The airlines are complicit in delays as well. Atlanta's Hartsfield International Airport, for example, can accommodate as many as 180 flights per hour, if the weather is perfect. Yet during peak hours the airlines schedule 200 flights, rain or shine. Need to get in or out of Dallas-Ft. Worth at 6 p.m.? Good luck. The airport can handle 35 flights every 10 minutes; the airlines schedule 57. This means that even under ideal conditions, at least 22 planes (say, 3,000 passengers) are delayed.

Overcrowding: Flying has also gotten more uncomfortable. In 1990, the average flight was just over 60 percent full. This meant a lousy bottom line for the airlines, but lots of empty middle seats to make your own bottom more comfy. No more. Thanks to better computerized-reservation systems, and to seat fillers like Priceline.com, the average plane in 1998 was filled to 70 percent capacity; for the Sunday after Thanksgiving 1999, the "load factor" is expected to rise to 87 percent.

Seats have also gotten closer together, as airlines expand their business sections, or try to squeeze an extra row into coach. Until the 1980s, seat pitch (the distance between your seat back and the one in front of you) was typically 34 inches. Since then, many carriers have shaved that down to 31 or 32. Airlines contend that because modern seat-back cushions aren't as deep, passengers haven't really lost any legroom. "There is no industry movement to decrease seat pitch," says Fuscus of the Air Transport Association. "The seats seem tighter because there are more people on planes." But try finding a regular flier who buys this.

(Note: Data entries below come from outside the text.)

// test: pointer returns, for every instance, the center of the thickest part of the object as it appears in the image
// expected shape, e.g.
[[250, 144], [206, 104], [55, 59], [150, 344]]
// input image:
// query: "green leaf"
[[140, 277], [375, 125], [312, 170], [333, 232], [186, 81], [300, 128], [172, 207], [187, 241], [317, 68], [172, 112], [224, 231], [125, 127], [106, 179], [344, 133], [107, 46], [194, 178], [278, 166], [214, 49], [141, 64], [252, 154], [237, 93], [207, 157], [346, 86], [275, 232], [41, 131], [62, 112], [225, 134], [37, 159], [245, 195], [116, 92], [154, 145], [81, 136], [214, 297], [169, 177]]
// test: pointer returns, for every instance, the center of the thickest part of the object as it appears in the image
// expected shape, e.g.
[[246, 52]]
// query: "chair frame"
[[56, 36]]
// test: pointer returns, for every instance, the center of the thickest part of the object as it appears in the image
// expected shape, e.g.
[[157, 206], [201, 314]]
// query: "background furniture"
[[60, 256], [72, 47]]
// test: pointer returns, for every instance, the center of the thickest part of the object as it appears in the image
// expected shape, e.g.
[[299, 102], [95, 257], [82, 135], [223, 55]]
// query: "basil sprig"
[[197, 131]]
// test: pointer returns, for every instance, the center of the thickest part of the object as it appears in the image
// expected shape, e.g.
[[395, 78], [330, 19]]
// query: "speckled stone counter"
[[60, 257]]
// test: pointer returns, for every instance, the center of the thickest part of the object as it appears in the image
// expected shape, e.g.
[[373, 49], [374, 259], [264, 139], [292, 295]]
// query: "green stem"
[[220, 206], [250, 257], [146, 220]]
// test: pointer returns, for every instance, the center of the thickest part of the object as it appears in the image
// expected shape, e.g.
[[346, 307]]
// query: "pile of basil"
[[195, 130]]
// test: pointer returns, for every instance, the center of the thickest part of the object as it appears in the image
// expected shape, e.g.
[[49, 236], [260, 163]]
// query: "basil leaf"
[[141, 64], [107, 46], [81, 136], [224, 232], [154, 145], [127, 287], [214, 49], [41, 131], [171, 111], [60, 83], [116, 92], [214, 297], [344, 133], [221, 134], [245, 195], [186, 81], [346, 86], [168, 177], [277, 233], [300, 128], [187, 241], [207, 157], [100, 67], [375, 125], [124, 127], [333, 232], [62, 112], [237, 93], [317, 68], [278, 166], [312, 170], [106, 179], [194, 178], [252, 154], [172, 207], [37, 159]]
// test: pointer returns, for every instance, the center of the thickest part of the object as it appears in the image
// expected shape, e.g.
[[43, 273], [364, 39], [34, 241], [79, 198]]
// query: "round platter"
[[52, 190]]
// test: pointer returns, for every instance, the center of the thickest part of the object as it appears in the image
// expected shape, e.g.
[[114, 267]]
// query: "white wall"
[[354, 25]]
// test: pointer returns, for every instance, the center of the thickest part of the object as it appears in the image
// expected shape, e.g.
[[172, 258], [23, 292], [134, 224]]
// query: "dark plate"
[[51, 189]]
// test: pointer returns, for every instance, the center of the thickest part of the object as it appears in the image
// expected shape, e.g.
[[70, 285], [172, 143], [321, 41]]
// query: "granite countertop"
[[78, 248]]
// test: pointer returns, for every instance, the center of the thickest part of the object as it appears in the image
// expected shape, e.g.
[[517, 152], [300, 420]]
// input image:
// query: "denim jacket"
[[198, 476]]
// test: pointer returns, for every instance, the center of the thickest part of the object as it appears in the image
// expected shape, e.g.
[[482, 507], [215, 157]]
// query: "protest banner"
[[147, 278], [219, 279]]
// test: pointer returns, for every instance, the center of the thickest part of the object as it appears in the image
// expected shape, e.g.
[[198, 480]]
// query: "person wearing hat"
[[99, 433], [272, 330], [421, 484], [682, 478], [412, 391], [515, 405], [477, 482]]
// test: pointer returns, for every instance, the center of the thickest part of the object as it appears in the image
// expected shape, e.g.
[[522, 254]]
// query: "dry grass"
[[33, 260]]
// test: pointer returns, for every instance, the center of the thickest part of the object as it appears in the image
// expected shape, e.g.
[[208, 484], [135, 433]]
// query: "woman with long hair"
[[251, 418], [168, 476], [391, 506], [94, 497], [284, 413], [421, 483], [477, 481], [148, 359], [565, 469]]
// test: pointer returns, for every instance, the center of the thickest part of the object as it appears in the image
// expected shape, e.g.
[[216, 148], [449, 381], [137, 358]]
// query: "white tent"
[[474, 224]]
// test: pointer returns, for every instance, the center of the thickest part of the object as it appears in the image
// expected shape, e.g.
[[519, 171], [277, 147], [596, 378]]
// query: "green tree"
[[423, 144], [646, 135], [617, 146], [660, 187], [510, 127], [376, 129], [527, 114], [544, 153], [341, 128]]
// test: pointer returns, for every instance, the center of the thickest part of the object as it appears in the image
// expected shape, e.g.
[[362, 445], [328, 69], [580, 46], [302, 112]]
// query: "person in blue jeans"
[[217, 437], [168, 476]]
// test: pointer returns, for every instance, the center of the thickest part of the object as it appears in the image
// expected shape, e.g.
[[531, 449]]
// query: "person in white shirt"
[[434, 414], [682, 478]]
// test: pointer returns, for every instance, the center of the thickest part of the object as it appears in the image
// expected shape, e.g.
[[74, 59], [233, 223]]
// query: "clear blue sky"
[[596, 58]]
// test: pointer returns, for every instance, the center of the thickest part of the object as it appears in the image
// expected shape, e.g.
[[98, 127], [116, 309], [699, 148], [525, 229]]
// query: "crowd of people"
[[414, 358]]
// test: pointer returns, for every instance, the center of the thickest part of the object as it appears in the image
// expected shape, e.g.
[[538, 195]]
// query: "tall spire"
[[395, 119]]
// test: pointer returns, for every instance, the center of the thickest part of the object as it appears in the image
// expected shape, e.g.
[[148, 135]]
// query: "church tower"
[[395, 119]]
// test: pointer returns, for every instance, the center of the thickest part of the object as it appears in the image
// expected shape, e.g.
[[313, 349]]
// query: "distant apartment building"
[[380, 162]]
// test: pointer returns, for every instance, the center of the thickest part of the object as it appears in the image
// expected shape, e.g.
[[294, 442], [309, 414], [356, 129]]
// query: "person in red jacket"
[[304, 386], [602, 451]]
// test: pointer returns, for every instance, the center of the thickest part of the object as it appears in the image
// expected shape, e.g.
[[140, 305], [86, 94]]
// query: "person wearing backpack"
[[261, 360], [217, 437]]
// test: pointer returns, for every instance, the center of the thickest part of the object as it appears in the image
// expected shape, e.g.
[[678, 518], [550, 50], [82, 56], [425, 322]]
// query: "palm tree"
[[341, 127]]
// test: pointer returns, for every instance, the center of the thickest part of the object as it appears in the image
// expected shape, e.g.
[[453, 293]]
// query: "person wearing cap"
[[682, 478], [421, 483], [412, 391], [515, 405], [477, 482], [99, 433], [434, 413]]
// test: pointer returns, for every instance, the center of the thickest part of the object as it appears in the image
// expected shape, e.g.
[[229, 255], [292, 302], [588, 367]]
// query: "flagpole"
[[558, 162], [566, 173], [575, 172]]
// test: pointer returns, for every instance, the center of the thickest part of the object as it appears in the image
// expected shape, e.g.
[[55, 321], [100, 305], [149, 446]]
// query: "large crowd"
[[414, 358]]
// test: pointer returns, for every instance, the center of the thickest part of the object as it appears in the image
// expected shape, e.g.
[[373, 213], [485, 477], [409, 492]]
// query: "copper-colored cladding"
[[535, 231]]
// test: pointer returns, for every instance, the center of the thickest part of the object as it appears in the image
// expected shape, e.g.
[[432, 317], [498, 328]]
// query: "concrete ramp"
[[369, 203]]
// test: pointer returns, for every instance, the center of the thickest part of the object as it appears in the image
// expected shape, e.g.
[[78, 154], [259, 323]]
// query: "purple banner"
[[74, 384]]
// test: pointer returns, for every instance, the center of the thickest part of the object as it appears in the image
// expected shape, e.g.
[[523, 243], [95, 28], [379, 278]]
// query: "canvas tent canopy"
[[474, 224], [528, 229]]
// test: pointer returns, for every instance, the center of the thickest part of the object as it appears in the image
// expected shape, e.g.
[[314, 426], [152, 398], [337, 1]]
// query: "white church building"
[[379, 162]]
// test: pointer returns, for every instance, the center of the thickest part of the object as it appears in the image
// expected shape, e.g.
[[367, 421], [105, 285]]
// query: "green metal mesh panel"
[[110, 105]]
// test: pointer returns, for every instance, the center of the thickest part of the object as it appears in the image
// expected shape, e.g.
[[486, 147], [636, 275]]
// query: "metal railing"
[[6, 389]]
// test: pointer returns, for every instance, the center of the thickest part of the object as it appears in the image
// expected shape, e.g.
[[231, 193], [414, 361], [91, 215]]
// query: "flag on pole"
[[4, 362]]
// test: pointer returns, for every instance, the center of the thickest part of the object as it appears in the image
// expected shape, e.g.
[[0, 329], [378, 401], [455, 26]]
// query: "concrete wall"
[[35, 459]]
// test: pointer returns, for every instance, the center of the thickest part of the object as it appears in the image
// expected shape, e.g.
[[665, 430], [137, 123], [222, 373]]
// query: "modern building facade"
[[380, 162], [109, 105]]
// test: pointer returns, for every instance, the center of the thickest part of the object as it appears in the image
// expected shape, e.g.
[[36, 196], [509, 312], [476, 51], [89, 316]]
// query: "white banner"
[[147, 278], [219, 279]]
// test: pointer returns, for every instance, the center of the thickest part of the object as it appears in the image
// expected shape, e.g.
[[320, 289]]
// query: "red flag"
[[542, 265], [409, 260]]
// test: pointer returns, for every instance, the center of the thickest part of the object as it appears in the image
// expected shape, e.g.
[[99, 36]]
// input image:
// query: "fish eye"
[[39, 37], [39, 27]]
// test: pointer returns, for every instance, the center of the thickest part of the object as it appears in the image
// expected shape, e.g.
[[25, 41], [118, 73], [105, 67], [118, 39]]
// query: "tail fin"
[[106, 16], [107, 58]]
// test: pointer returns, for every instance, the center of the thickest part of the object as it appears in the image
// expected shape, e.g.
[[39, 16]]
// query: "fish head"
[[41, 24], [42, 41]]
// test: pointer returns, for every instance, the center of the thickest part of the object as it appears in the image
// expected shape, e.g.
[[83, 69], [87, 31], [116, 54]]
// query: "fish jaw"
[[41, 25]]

Food: Is it just you, or does the quality of airline food seem to have declined? Answer: it isn't just you. Since 1992 carriers have been serving progressively cheaper fare--if they serve food at all. According to the Department of Transportation, a seat on a U.S. airline in 1992, domestic or international, got you a $6.11 meal, on average. By 1998, the airlines were spending just $4.49 per meal (this is slightly up from 1997). Given the price of an airline ticket, such chiseling may seem petty. But food is one of the few areas where airlines can shave a few pennies to stay competitive on fares. Even in its best year, 1998, the industry turned only a $5 billion profit on more than $100 billion in revenues, a margin considered teensy in most U.S. industries. So shaving pennies counts. And with 614 million people in the air last year, the pennies add up. Travelers like to have it both ways: buy the cheap ticket now, complain about the food later.

Stale air: Air might seem like a free resource, especially up high. But it is not. The air outside a commercial jetliner at cruising altitude is too thin to breathe; any incoming air needs to be compressed. This process, for those of you who remember your gas laws from high-school physics, produces heat. So the air then needs to be cooled in the plane's air-conditioning system before you can breathe it. This, in turn, burns fuel, one of the rising expenses for airlines. So in the early '80s airplane manufacturers devised a cost-cutting measure, by which half of the air circulating in the cabin would come from outside, and half would be filtered and recirculated. In a more recent innovation, pilots now sometimes shut down one air-conditioning pack on underfilled flights, saving fuel but degrading the air quality. Airlines contend that, thanks to filtration systems, the recirculated air is as sanitary and salubrious as before. But the stale-seeming air can exacerbate passengers' natural sense of confinement, adding to flight stress.